Provate a fare un sondaggio sulla credibilità di Gianni Morandi nel Paese, e mettetela a confronto con quella di metà o tre quarti dei membri del governo, e vedrete chi vincerà. Con i tempi che corrono, un esecutivo tecnico guidato da Gianni Morandi non sarebbe uno scandalo. Nel 1992 cantava «se fossi il presidente» e per adesso è diventato il presidente del Bologna Football Club. Ma domani chissà.
Tra Albano e Alfano
Sanremo è l’Italia nazionalpopolare? Che distrae e anzi un po’ rincoglionisce gli italiani? Leggo in un libro dedicato alla storia del festival che i testi delle canzoni, se letti senza musica, sono disarmanti per comicità involontaria. Ma dubito che un discorso dell’onorevole Scilipoti (e di quasi tutti i suoi colleghi parlamentari) sia più «alto» delle canzoni di Vecchioni o di Battiato. E che Calderoli o Borghezio difendano le tradizioni del Nord meglio di Davide Van De Sfroos.

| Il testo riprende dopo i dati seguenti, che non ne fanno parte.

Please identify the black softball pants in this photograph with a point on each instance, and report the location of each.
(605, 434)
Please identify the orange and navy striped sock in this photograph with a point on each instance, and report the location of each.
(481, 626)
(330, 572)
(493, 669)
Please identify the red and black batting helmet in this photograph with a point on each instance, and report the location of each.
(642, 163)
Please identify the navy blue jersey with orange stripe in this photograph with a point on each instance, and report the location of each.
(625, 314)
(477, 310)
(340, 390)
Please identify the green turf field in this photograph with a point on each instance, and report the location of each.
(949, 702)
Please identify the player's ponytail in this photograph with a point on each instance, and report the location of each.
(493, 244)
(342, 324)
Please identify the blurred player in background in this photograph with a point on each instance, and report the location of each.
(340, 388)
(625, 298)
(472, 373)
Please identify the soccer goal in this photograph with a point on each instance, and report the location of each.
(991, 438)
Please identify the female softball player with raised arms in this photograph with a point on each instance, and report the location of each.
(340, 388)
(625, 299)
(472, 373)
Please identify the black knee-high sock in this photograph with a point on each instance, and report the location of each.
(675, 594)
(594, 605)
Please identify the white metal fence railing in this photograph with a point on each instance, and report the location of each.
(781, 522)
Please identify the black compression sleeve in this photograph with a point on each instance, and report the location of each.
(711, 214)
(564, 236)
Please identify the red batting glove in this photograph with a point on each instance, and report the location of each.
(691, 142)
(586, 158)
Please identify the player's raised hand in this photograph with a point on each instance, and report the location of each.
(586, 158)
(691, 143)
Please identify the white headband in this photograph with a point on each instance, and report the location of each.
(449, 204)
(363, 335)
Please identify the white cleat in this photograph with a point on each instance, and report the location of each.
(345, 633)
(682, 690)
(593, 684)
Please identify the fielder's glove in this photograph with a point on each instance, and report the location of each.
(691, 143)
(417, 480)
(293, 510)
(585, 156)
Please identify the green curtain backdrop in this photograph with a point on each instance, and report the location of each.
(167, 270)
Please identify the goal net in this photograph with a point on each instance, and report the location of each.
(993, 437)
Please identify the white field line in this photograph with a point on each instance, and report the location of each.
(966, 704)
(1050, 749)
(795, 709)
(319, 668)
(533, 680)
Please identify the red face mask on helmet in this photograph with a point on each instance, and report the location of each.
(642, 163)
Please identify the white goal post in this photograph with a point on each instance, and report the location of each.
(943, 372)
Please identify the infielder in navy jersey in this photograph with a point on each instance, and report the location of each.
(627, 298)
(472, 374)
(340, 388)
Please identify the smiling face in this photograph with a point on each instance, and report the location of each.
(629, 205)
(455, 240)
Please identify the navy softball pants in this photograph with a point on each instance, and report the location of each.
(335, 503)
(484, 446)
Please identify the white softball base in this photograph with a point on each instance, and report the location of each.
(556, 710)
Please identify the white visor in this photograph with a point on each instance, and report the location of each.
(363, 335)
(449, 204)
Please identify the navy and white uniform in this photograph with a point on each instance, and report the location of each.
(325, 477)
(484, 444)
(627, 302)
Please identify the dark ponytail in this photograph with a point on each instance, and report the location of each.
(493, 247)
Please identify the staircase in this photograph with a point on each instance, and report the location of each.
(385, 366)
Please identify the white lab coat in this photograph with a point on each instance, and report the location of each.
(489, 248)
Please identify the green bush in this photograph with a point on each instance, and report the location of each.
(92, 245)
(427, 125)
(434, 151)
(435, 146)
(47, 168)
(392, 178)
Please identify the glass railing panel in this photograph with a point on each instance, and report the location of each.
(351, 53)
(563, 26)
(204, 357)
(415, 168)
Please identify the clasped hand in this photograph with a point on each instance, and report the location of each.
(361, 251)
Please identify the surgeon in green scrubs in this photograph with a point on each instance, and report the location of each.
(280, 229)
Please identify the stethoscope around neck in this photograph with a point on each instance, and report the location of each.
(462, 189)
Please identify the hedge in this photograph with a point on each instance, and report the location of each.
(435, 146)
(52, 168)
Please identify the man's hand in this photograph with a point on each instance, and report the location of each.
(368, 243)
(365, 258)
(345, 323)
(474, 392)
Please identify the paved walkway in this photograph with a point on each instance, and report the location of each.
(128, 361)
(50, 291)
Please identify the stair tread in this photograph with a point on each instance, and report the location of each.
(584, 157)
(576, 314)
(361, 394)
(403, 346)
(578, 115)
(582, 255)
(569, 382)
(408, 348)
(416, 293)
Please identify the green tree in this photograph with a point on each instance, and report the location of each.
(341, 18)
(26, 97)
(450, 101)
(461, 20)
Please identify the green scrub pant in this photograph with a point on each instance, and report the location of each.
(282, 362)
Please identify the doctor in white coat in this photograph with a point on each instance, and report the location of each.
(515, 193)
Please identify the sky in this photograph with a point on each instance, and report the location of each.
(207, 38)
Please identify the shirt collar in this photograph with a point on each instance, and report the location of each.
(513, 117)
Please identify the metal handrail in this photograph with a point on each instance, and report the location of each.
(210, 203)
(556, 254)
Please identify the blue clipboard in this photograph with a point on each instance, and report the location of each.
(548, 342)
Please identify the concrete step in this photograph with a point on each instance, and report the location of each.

La sessantunesima edizione di Sanremo va accolta così, come la fine del mito di un festival di evasione. Ormai è una lezione alla politica. Con la sua serietà, il suo livello culturale superiore e anche con la sua meritocrazia e la sua democrazia. Meritocrazia perché chi viene qui a cantare ci viene per bravura e non perché è stato cooptato in un listino bloccato come una qualsiasi consigliera regionale della Lombardia.
E democrazia perché i cantanti saranno giudicati da un pubblico che non farà sconti (se non convinci il pubblico, sparisci) e soprattutto che potrà scegliere liberamente. Qui non ci sono le schede con le preferenze uniche prestampate. Godiamoci questo momento di rinascita nazionale, quindi, come se fosse una lezione universitaria. Tra qualche giorno passeremo da Al Bano ad Alfano e torneremo a sorridere spensierati.